I looked out and quickly saw one Red Fox sitting quietly at the edge of a bush adjacent to the parking area of one of the houses diagonally opposite my flat. I then quickly saw another emerge from under one of the cars parked in the same area and this was the individual that was vocalising.
I watched both of them for about 5 minutes before the vocalising one ran off down Czarina Rise towards Basildon Road and the other one trotted off more calmly in the opposite direction before disappearing up the grassy track in to the wooded area.
Judging by their size, both these Red Foxes were cubs but I have no idea if they are from the family that I have been watching up near St. Nicholas Church. Those cubs are now ranging quite a distance from my regular Red Fox watching location but do they range as far as where I live? Maybe I go to see them and they have come to see me 😀.
In 1963, the German ethologist Gunter Tembrock documented 28 different types of Red Fox call with an audible range of 100Hz to 5000Hz. These included different calls for greeting, submission, alarms, contact, etc.
More recently, in a 1993 paper to the journal Bioacoustics, Nick Newton-Fisher and his colleagues provided an analysis of Red Fox vocalisations based on 585 recordings. Using these recordings and their observations of Red Fox vocal behaviour in the field, Newton-Fisher and his team were able to identify 20 different types of call, 8 of which are used exclusively by cubs.
Subsequently, in an article in the February 2004 issue of BBC Wildlife Magazine, Stephen Harris wrote that Red Foxes make “more than 20 different call types”, calling throughout the year but being most vocal in winter.
The vocalisation that I heard, and which I have also heard at the Red Fox watching location, is known as “gekkering”. This is a series of stuttering, rattling and throaty vocalisations used when Red Foxes encounter a rival.
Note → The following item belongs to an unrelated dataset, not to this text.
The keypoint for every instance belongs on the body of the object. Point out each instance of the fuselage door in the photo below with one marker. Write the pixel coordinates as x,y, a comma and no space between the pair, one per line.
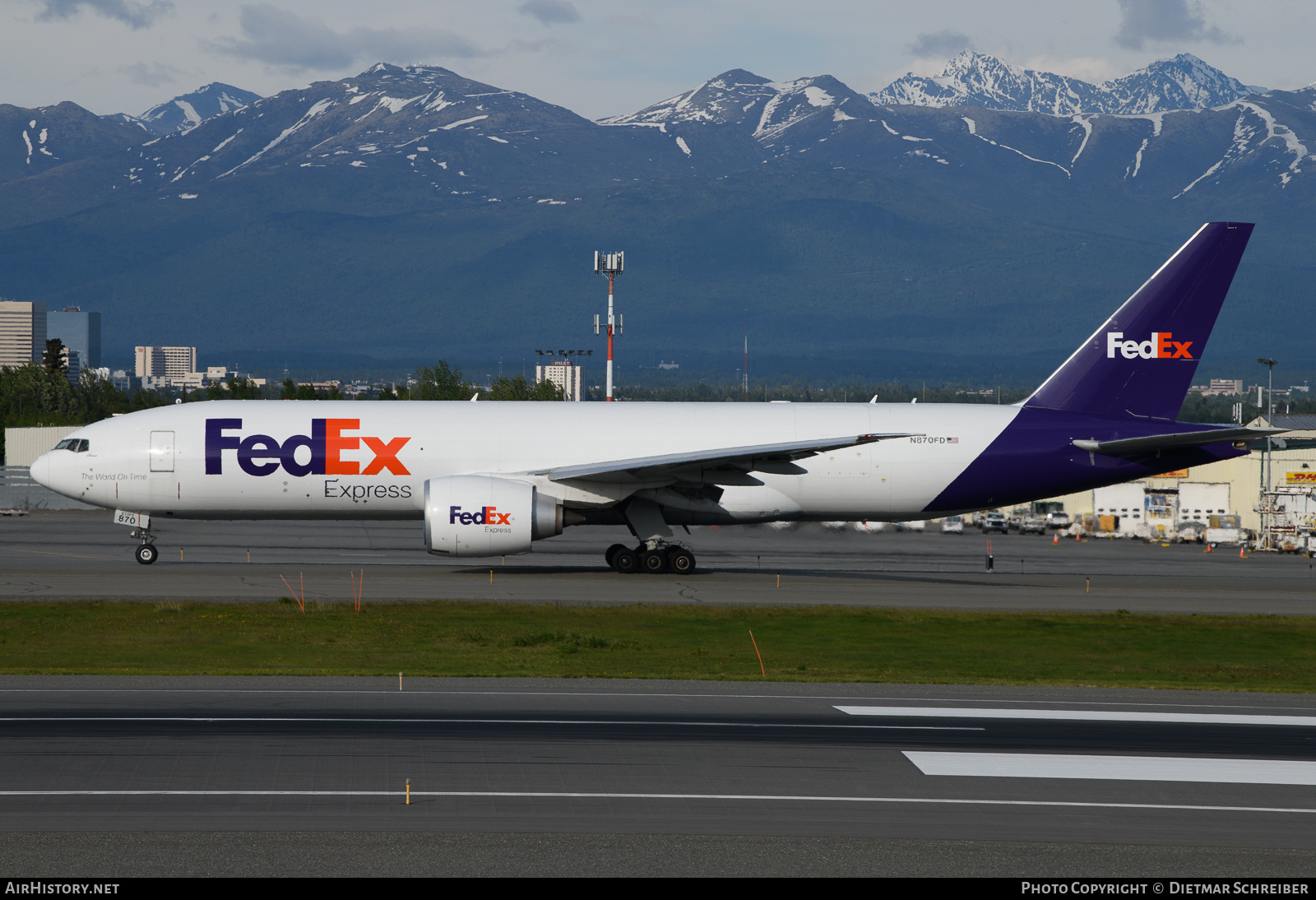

It is heard amongst adults in aggressive encounters (of which there are many since Red Foxes are highly territorial) and especially during the courting season from rival males or vixens rejecting advances.
However, “gekkering” is also heard amongst young Red Fox cubs playing or play-fighting.
The term “gekkering” was described by the Scottish zoologist and conservationist David Macdonald in the 1970s who said in 2014 of "gekkering": "I believe it comes from the German word gekkern, and I adapted it, and it is probably onomatopoeic".